My husband is a nature buff. His love of all things fishy, feathered or furry is one of his endearing traits. I don't know how a dude from Jersey came to have the tracking skills of an 1800s-era Montana homesteader, but we often have conversations like this, while driving down some highway:
Husband: Look at that!
Tami: (Glancing up from playing Tower Madness on iPhone) Wha?
Husband: That hawk back there in that tree.
Husband: (Shares elaborate description of hawk.) You didn't see that? (incredulously)
Tami: Uh...Or, we'll be curled on the couch watching some nature show:
Husband: Ah, that's a Speckled Western Booby Cat. They're know for their love of honky tonk music and Red Vine candies.
Program announcer: And here we have a Speckled Western Booby Cat, displaying common traits of the species. This little fella is dancing to Jelly Roll Morton and eating Red Vines.
Husband: Told ya.And so it is curious to me--a woman who loves a black man who loves nature--how noticeably absent people of color are from most televised nature programs.
This struck me over the weekend after spending a few hours watching National Geographic programming with Mr. What Tami Said. The lack of diversity is particularly evident to me when the focus is on animals indigenous to places with majority brown or black populations. The predominate view of most nature programs seems to be that of the colonizer. Program after program focuses on white American or European scientists and tourist relationships with animals. We are asked to relate to (white) explorers as they push into a remote wilderness in some dark and "uncivilized" spot. We are to thrill at their knowledge of "exotic" animals and their proximity to dangerous beasts. We watch as they "discover" and "conquer" nature.

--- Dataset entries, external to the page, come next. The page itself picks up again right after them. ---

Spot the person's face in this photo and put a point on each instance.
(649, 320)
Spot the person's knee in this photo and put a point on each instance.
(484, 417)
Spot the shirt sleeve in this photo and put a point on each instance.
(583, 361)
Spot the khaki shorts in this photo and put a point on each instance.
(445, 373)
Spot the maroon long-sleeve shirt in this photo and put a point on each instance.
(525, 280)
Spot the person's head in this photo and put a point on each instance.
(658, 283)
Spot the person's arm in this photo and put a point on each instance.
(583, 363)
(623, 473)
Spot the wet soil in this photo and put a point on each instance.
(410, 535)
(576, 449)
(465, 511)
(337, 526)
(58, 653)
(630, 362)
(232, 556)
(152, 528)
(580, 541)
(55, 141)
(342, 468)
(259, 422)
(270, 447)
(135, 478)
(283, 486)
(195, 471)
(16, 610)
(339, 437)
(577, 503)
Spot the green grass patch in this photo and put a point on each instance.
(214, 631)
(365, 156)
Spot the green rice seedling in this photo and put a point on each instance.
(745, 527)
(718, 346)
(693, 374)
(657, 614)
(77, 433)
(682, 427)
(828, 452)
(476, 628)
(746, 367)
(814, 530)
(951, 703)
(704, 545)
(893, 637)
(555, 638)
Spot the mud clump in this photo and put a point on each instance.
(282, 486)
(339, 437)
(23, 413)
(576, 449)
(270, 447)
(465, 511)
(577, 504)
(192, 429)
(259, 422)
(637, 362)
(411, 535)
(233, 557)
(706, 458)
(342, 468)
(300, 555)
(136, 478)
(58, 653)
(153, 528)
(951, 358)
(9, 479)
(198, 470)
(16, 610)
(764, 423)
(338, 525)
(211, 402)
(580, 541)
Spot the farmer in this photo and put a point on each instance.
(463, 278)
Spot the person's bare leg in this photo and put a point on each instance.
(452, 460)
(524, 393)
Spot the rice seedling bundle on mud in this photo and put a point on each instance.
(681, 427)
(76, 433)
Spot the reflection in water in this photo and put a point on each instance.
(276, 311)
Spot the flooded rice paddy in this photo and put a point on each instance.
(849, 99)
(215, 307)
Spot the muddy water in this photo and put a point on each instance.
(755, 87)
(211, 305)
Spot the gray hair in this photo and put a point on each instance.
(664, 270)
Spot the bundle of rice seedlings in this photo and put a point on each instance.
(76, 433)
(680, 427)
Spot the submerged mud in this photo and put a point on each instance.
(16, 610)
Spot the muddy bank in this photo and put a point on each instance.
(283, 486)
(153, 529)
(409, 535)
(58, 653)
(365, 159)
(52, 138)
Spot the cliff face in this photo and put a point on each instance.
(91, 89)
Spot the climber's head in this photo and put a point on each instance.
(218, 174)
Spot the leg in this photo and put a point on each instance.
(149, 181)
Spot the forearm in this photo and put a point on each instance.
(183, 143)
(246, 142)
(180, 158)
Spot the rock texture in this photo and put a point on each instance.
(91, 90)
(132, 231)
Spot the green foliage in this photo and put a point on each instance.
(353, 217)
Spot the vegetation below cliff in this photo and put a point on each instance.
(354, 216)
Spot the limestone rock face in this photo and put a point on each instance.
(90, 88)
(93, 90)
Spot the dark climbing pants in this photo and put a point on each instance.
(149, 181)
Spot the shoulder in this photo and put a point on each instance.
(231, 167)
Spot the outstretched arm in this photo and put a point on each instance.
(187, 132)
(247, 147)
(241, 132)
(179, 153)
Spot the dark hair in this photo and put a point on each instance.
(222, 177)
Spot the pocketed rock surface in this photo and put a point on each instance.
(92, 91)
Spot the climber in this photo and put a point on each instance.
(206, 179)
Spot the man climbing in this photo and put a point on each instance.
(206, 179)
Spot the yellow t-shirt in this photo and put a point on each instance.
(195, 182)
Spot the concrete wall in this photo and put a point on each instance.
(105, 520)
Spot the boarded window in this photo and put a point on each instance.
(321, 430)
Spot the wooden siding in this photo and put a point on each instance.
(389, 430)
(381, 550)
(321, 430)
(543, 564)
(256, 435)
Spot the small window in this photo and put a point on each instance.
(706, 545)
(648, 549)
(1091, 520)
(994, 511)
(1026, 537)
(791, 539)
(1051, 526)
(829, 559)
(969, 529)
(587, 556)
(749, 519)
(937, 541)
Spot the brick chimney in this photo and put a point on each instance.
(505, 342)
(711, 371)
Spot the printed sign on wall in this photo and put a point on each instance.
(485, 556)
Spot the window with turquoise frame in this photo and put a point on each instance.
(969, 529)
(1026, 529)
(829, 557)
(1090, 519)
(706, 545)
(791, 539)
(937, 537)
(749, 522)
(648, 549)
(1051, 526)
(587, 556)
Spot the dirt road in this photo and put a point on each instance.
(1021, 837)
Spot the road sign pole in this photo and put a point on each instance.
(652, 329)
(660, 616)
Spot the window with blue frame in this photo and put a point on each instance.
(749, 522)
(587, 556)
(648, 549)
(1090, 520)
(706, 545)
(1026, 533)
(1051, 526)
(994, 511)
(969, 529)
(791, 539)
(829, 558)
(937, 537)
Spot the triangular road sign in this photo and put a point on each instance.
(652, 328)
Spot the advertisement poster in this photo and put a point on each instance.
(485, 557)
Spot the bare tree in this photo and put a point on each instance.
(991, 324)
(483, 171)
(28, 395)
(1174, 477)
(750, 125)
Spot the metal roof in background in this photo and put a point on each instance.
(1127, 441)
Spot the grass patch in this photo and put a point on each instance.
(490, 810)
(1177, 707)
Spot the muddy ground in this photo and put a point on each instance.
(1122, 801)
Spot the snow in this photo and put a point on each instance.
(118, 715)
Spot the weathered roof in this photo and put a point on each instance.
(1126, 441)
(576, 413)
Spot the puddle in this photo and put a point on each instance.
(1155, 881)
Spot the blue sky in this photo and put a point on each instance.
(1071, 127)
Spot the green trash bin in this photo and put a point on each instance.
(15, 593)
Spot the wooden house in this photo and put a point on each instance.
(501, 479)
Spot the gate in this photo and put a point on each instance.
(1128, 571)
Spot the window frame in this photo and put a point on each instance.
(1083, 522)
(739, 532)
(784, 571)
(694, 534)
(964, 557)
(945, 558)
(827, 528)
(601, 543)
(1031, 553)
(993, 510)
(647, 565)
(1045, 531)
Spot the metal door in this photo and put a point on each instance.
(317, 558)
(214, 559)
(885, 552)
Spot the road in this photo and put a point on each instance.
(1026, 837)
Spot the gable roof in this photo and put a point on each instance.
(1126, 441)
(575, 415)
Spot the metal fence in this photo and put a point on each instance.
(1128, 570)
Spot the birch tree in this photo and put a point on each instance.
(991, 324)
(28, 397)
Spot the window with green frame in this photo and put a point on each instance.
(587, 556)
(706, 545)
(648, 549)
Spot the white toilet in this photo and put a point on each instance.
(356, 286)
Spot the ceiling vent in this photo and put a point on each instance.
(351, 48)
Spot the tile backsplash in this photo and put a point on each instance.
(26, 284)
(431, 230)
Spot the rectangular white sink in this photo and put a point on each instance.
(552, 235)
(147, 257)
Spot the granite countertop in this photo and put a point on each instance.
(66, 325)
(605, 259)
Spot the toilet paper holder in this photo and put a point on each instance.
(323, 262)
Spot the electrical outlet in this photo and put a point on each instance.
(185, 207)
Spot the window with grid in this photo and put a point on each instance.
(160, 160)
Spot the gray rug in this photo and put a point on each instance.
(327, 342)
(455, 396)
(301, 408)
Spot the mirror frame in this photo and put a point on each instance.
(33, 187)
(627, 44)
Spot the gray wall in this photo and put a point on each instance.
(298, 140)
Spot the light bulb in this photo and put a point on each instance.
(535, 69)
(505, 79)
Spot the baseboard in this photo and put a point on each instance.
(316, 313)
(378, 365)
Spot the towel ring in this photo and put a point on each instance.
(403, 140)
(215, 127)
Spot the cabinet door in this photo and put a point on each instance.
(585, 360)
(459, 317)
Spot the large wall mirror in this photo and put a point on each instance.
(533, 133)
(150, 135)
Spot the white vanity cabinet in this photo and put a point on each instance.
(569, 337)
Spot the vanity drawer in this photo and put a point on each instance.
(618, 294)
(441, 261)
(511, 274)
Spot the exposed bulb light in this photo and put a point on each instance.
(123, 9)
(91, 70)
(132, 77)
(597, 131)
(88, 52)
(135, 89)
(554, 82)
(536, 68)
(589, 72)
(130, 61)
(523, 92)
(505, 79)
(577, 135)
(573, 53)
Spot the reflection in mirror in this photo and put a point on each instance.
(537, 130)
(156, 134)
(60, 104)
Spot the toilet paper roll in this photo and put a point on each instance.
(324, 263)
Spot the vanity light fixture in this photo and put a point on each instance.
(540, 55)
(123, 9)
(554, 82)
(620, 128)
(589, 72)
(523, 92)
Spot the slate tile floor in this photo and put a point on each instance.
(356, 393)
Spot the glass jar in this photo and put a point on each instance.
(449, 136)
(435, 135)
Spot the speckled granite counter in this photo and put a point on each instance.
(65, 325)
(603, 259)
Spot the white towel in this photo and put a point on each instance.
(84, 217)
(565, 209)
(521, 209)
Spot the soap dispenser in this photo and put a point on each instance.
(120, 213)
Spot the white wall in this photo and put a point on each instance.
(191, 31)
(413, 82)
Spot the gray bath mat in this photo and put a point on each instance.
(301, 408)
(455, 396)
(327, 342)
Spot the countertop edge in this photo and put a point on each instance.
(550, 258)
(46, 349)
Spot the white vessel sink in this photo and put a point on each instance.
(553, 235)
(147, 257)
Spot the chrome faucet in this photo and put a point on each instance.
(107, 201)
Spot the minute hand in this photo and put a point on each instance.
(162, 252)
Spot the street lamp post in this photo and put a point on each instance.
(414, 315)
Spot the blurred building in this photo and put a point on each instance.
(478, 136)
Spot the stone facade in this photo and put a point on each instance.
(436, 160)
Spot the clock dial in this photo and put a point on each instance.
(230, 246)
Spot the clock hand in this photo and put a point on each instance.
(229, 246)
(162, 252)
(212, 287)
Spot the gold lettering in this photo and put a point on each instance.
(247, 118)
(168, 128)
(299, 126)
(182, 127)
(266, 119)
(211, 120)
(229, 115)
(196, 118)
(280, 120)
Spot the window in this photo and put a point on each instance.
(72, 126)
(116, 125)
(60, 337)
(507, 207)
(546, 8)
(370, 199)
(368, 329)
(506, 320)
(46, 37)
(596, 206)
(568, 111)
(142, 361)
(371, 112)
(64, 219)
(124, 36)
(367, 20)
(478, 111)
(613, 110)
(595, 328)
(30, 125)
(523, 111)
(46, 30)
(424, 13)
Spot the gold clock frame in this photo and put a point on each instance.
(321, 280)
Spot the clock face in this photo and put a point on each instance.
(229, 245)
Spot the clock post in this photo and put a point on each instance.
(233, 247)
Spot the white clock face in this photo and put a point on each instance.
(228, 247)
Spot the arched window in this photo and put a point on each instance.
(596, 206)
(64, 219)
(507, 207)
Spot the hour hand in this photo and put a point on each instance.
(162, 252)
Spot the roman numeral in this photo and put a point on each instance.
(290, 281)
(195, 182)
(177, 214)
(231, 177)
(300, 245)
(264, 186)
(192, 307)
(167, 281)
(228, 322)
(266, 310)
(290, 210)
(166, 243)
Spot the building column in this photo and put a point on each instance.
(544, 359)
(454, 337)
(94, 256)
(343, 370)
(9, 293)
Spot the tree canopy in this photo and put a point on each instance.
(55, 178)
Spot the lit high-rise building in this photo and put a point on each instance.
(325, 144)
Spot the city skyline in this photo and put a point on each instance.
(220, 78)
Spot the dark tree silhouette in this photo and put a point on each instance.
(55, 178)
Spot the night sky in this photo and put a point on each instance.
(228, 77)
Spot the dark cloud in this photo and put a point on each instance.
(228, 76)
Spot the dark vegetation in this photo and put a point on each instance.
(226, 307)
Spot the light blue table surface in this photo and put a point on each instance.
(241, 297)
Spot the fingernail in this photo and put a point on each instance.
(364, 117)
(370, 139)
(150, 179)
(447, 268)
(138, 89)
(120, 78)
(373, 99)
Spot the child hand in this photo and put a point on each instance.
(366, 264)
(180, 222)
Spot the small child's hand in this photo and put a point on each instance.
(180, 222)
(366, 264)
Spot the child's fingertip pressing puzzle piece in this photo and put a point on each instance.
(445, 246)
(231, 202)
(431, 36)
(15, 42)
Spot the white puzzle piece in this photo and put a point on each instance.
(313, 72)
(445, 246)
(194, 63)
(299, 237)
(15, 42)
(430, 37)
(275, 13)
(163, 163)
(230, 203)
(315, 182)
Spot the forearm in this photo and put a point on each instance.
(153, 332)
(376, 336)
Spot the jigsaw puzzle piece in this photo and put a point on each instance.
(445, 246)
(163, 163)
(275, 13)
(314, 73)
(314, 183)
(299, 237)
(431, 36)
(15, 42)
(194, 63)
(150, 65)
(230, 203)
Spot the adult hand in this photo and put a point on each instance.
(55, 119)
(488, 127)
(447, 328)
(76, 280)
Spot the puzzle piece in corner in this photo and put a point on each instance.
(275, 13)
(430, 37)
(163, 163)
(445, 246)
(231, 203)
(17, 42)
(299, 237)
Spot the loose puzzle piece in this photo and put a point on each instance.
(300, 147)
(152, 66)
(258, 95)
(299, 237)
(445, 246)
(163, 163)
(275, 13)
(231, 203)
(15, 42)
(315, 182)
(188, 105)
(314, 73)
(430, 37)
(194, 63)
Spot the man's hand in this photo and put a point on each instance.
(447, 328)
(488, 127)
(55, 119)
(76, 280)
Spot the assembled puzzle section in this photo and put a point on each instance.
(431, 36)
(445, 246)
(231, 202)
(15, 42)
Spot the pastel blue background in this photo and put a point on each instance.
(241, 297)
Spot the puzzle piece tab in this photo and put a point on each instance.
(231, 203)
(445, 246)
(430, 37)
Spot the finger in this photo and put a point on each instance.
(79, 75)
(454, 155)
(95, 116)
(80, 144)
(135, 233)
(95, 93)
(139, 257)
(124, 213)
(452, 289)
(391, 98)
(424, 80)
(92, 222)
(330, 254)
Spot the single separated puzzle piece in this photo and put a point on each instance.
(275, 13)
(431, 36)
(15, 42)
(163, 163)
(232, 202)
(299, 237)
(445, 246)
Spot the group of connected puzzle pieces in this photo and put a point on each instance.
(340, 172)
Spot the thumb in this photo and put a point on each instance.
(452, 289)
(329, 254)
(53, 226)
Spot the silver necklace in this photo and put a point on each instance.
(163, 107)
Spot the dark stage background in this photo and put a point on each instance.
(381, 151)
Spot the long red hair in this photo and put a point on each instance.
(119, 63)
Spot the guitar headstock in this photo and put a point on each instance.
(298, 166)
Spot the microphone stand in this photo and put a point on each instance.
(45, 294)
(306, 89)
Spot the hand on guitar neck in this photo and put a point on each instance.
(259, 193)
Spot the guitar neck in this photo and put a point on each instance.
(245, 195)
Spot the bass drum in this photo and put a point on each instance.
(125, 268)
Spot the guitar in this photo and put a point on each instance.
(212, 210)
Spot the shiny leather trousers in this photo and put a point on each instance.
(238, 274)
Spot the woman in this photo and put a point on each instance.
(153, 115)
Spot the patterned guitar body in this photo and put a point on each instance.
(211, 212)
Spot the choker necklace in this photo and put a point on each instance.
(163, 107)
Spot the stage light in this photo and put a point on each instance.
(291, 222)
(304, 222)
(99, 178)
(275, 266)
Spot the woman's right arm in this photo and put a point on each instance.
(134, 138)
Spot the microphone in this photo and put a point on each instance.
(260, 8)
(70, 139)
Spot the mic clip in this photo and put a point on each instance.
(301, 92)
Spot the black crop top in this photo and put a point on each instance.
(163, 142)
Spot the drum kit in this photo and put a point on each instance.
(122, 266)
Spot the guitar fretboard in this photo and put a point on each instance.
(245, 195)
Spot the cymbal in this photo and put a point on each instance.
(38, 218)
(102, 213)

But it occurs to me that there are people for whom, say, tigers or lions are not "exotic." There are people who live their lives in some proximity to these animals, who learn as a matter of course how to manage around them. And, even taking into account disparities in economics and education between places like India and Kenya and the United States, there are native Indians and Africans who are as educated about the flora and fauna of their homes as any American expert. But we never see these people. The people of Africa and India and South America are presented as much as exotica as the animals that live in these places. (Look up "safari" on Flickr as you will see photos of animals interspersed with photos of African people) When they exist, black and brown people are only at the edges of the story--a figure in khaki at the corner of the shot or in the back of the jeep, holding a shotgun. They are "scouts" or "guides" or "protectors," while European-descended protagonists stay at the center of the experience.
Why are experts of color rarely present in nature programs--even ones centered around places where they are the majority?
Is there reluctance to trade the "colonizer narrative" for a new view of nature?